Prompt Generation Networks for Input-Space Adaptation of Frozen Vision Transformers

TL;DR

Prompt Generation Networks enable input-space adaptation of frozen vision transformers by generating per-image prompts from a lightweight token library. This decouples adaptation from model internals, allowing client-side deployment and API-friendly usage while preserving strong performance across 12 datasets, often matching or surpassing full finetuning with two orders of magnitude fewer adapted parameters. The approach demonstrates clear benefits over fixed-domain prompts, scales to multiple datasets, and supports efficient multi-dataset training. The work highlights a practical path to leveraging large foundation models in constrained environments and provides insights into the division of labor between frozen encoders and learnable prompts.

Abstract

With the introduction of the transformer architecture in computer vision, increasing model scale has been demonstrated as a clear path to achieving performance and robustness gains. However, with model parameter counts reaching the billions, classical finetuning approaches are becoming increasingly limiting and even unfeasible when models become hosted as inference APIs, as in NLP. Visual input-prompt learning, an adaptation technique in which additional inputs in visual (RGB) space are learned, has emerged as a potential solution for adapting frozen and cloud-hosted models, requiring neither access to the forward pass, nor post-processing.
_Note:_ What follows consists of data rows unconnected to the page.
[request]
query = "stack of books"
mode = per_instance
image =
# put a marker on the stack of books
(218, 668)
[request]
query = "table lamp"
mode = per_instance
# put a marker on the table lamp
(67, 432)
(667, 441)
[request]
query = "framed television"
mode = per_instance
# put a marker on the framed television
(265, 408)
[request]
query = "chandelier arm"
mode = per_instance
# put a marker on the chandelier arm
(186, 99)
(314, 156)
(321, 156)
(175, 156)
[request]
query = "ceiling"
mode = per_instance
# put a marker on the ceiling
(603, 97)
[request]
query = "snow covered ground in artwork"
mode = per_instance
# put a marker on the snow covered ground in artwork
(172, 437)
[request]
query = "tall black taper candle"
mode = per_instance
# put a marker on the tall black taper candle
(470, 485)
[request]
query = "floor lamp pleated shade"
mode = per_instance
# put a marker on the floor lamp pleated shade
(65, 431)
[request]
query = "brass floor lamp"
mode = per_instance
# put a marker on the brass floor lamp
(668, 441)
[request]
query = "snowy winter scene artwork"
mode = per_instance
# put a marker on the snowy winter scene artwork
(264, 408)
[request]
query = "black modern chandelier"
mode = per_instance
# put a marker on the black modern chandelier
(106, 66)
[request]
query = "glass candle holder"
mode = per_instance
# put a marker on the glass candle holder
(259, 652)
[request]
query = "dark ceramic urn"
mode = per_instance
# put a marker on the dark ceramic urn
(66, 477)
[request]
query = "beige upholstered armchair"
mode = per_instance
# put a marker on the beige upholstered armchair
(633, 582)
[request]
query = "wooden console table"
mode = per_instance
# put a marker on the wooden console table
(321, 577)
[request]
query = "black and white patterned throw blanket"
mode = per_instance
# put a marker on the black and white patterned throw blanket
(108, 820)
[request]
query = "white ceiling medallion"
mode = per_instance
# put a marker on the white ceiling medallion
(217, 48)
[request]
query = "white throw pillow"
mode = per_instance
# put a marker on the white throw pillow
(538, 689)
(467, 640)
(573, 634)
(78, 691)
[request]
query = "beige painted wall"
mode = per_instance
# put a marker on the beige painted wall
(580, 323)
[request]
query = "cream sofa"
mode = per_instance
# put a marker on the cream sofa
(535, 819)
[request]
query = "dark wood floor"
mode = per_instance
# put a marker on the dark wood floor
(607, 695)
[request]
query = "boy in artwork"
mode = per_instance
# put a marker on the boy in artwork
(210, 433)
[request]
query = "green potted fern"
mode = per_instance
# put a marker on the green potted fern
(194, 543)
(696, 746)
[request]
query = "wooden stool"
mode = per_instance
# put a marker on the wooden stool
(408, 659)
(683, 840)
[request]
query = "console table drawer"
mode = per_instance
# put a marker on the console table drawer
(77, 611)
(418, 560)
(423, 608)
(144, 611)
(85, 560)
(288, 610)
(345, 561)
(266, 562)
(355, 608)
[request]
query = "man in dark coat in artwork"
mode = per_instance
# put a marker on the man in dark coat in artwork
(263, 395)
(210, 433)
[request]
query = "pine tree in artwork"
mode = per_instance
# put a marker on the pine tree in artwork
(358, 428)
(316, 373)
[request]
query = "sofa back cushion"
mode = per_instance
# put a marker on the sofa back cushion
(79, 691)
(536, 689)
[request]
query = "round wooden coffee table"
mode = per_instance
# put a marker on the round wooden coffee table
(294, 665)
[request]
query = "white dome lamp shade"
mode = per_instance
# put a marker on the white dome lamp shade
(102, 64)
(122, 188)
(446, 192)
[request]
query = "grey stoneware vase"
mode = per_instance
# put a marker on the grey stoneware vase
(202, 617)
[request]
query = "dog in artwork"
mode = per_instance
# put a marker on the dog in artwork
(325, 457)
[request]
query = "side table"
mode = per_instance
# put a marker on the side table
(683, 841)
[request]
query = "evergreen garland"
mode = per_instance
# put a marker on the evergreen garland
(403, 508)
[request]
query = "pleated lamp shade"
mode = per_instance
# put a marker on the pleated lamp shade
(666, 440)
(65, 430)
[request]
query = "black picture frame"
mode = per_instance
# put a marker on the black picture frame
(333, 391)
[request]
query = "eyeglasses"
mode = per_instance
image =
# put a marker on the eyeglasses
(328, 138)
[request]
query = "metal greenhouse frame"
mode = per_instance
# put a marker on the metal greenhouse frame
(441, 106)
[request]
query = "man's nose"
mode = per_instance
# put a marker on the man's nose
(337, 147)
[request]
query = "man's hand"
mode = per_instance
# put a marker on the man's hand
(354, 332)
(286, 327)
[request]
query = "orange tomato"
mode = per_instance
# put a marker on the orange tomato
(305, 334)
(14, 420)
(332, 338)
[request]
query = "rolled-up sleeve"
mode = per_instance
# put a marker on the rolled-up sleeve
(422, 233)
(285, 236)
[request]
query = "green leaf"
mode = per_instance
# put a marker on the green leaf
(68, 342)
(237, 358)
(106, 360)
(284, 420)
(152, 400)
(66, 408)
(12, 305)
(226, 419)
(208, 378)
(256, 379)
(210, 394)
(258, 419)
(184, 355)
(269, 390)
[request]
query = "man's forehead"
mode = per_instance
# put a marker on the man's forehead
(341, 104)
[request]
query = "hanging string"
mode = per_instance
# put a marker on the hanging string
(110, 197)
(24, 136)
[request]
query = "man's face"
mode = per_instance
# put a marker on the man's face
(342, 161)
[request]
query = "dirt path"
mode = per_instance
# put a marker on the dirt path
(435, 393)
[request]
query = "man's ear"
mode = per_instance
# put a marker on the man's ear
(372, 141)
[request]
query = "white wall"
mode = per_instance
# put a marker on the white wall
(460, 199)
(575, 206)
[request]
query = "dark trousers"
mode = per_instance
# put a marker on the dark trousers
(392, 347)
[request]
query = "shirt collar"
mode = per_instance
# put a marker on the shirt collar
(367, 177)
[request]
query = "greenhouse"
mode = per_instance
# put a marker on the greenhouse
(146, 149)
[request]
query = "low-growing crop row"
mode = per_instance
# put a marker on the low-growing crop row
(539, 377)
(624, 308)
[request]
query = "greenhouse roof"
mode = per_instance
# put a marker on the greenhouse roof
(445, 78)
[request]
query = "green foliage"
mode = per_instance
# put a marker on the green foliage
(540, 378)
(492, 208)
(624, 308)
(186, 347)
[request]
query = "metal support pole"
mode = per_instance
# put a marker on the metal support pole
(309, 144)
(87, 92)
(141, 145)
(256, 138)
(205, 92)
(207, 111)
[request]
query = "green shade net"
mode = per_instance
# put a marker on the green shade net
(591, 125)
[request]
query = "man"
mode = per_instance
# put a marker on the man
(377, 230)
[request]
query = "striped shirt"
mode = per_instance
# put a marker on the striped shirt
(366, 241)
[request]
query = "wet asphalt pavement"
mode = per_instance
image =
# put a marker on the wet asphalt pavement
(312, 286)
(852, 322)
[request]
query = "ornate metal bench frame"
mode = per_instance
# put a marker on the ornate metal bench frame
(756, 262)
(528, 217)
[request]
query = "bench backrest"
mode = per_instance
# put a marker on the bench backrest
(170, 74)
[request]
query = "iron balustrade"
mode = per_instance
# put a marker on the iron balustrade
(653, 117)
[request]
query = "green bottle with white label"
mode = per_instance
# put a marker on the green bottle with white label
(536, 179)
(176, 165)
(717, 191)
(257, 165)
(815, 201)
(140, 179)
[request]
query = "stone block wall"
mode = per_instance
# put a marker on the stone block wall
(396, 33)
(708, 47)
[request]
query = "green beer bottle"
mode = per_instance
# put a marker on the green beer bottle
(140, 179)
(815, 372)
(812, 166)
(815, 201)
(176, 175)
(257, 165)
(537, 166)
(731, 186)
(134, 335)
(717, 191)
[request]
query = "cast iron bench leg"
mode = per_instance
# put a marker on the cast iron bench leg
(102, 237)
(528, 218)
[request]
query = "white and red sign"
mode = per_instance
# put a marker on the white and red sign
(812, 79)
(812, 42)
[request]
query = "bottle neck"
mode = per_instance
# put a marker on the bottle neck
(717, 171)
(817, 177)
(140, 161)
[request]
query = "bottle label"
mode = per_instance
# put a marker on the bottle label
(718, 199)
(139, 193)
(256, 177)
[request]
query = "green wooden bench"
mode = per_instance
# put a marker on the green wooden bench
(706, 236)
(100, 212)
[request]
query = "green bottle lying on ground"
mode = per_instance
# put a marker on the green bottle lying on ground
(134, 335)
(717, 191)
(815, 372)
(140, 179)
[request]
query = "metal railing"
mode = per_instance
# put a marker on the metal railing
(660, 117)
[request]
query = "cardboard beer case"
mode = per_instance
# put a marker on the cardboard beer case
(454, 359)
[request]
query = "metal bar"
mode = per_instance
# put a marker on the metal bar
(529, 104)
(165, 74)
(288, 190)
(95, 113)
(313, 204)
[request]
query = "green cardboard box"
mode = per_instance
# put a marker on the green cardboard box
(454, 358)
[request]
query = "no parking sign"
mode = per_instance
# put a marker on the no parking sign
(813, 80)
Yet so far, these constraints have deteriorated adaptation performances significantly. To this end, we propose the Prompt Generation Network (PGN) that generates a different prompt for every data point, which is then used to adapt a frozen pretrained vision model to a target task. We show that the PGN effectively adapts pretrained models to various new datasets: It surpasses previous methods by a large margin on 12/12 datasets and even outperforms full-finetuning on 5/12, while requiring 100x fewer parameters. Lastly, we introduce the "prompt inversion" trick, with which PGNs can be efficiently trained in a latent space but deployed in RGB input space for inference.

Figures (8)

• Figure 1: We propose the Prompt Generation Network (PGN), a simple yet effective method that generates prompts conditioned on the input images that benefits the domain adaptation process, while keeping the whole pretrained transformer frozen. (a): the overall learning pipeline including PGN, denoted by $f_{\theta,\mathbf{L}}$: the learned prompt vectors are fed into the pretrained transformer encoder together with image patches for the task or domain of interest. (b): the detailed structure of PGN, a lightweight neural network $g_\theta$ learns probability distributions to select prompt vectors from a Token Library $\mathbf{L}$.
• Figure 2: Prompt Inversion for visual prompting. At inference time, PGN prompts can be mapped to the input space to completely separate the adaptation step from the model's internal computation. In this instance, the PGN outputs 14 prompts which can be visualized as 2 rows containing 7 prompt-patches each.
• Figure 3: Feature similarities. We show the mutual information between the components and the ground-truth labels (details in the supplementary materials). PGN learns very different embeddings to CLIP but when combined achieves strong alignment with the ground-truth labels.
• Figure 4: Parameter efficiency. We vary the number of generated tokens. A Token Library achieves higher performances at significantly less parameters compared to obtaining prompts directly. The library size used here is $8\times$ the number of prompts.
• Figure 5: Automatic domain discovery.$t$-SNE visualisation of PGN outputs. PGN trained on a mixture of datasets automatically allocates the tokens in a manner that recovers the individual training domains.